Summary: A trilogy of sermons based on Psalms 22-24
"THE CROSS, THE CROOK & THE CROWN"
Pt. 2 - The Shepard's Crook
Psalm 23:1 A Psalm of David. The LORD is my shepherd; I shall not want.
2 He maketh me to lie down in green pastures: he leadeth me beside the still waters.
3 He restoreth my soul: he leadeth me in the paths of righteousness for his name's sake.
4 Yea, though I walk through the valley of the shadow of death, I will fear no evil: for thou art with me; thy rod and thy staff they comfort me.
5 Thou preparest a table before me in the presence of mine enemies: thou anointest my head with oil; my cup runneth over.
6 Surely goodness and mercy shall follow me all the days of my life: and I will dwell in the house of the LORD forever.
Introduction: Psalms 22-24 are Messianic in their content and are an appropriate study in light of how close we are to our celebration of the Lord's Passion. Each of these three Psalms has a different focus which we shall explore over the next three weeks. The first is entitled "The Savior's Cross; the second, "The Shepherd's Crook", and the third, The Sovereign's Crown!" What comes to your mind when you think of a shepherd? A hillside with a green pasture, with sheep lazily grazing while a faithful shepherd stands guard over them? That's probably where most of us are this morning. When David composed this psalm he was certainly drawing upon his own experience from the many times he had kept his father Jesse's sheep. The first time we are introduced to him this is his occupation as the prophet Samuel calls for him to be anointed king of Israel while he is still a shepherd boy. For 3,000 years this metaphor of a shepherd and sheep has been a part of the collective consciousness of the Christian church. Untold thousands have drawn comfort from it and it is most likely the first Scripture that most of you can remember from your child hood. But for David this was more than just a reminder of his former occupation, it was much more personal than that; he states that the "...Lord is my shepherd..." It was intensely personal for David as it may be for some of you also. What can we learn about this theme today? First, it needs to be noted that Psalm 23 is not the only time that the Lord is referred to as a shepherd. It is a very powerful theme in the NT as well. Three stand out: Turn with me to
I. THE GOOD SHEPHARD
John 10:11 I am the good shepherd: the good shepherd giveth his life for the sheep.
a. The beauty of His character
In the original an article is used before each subject so a literal reading would be "I am the shepherd, the good one." The implications are that there are other shepherds who are not good. He mentions earlier that there are "strangers, thieves and robbers" who come but the sheep will not hear or follow them.
b. The blessings of His conduct
Jesus declares that the good shepherd "lays (giveth) down His life for the sheep" He does this because He cares for the sheep.
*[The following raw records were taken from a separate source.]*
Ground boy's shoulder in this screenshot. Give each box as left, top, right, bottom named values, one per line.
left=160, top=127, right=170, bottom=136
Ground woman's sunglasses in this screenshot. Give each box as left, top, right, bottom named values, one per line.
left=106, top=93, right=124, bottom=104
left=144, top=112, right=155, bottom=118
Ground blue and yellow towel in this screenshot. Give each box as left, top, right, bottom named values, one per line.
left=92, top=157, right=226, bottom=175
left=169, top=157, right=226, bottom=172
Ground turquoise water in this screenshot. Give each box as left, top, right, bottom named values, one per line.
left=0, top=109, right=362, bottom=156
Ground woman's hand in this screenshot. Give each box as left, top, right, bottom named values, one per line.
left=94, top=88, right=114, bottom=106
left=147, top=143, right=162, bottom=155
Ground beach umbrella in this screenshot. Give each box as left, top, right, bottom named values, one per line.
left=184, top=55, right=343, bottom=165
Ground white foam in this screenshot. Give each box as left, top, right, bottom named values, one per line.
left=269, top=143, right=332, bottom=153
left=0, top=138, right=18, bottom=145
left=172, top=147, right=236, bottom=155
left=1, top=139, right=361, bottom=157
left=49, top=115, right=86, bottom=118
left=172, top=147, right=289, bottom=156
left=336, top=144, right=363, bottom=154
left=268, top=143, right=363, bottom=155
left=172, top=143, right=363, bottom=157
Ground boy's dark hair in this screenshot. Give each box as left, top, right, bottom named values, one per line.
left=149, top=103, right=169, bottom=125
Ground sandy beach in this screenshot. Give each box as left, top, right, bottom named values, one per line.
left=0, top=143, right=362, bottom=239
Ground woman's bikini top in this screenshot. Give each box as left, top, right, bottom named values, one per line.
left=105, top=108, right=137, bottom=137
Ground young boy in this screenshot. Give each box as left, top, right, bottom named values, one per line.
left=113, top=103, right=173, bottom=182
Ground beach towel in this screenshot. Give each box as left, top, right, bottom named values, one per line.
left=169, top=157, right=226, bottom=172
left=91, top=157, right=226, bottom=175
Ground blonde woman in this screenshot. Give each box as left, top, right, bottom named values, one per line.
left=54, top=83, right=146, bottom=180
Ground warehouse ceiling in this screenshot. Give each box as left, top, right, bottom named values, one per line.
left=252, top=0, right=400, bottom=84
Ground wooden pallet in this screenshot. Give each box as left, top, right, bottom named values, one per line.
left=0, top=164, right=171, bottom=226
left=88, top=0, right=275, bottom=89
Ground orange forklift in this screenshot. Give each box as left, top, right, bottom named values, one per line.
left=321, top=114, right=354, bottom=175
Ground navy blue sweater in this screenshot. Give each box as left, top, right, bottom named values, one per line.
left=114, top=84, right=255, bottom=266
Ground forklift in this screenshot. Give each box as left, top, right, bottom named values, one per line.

John 10:12 But he that is an hireling, and not the shepherd, whose own the sheep are not, seeth the wolf coming, and leaveth the sheep, and fleeth: and the wolf catcheth them, and scattereth the sheep.
13 The hireling fleeth, because he is an hireling, and careth not for the sheep.
He goes on to say that He does this voluntarily of His own volition. No man takes His life from Him and once He lays it down, He has the power to "take" it up again! (An obvious reference to the resurrection)
John 10:18 No man taketh it from me, but I lay it down of myself. I have power to lay it down, and I have power to take it again. This commandment have I received of my Father.
Five times Jesus makes it plain that He is voluntarily giving His life "for" (as a substitute) for the sheep. Jesus gives His life so that the sheep can be saved (verse 9) and so He can "bring" all the sheep into the fold, even the "other sheep" of verse 16!
John 3:16 For God so loved the world, that he gave his only begotten Son, that whosoever believeth in him should not perish, but have everlasting life.
ILL - WANDERING OFF
Dr. Andrew Bonar told me how, in the Highlands of Scotland, a sheep would often wander off into the rocks and get into places that they couldn't get out of. The grass on these mountains is very sweet and the sheep like it, and they will jump down ten or twelve feet, and then they can't jump back again, and the shepherd hears them bleating in distress. They may be there for days, until they have eaten all the grass. The shepherd will wait until they are so faint they cannot stand, and then they will put a rope around him, and he will go over and pull that sheep up out of the jaws of death. "Why don't they go down there when the sheep first gets there?" I asked. "Ah!" He said, "they are so very foolish they would dash right over the precipice and be killed if they did!" And that is the way with men; they won't go back to God till they have no friends and have lost everything. If you are a wanderer I tell you that the Good Shepherd will bring you back the moment you have given up trying to save yourself and are willing to let Him save you His own way.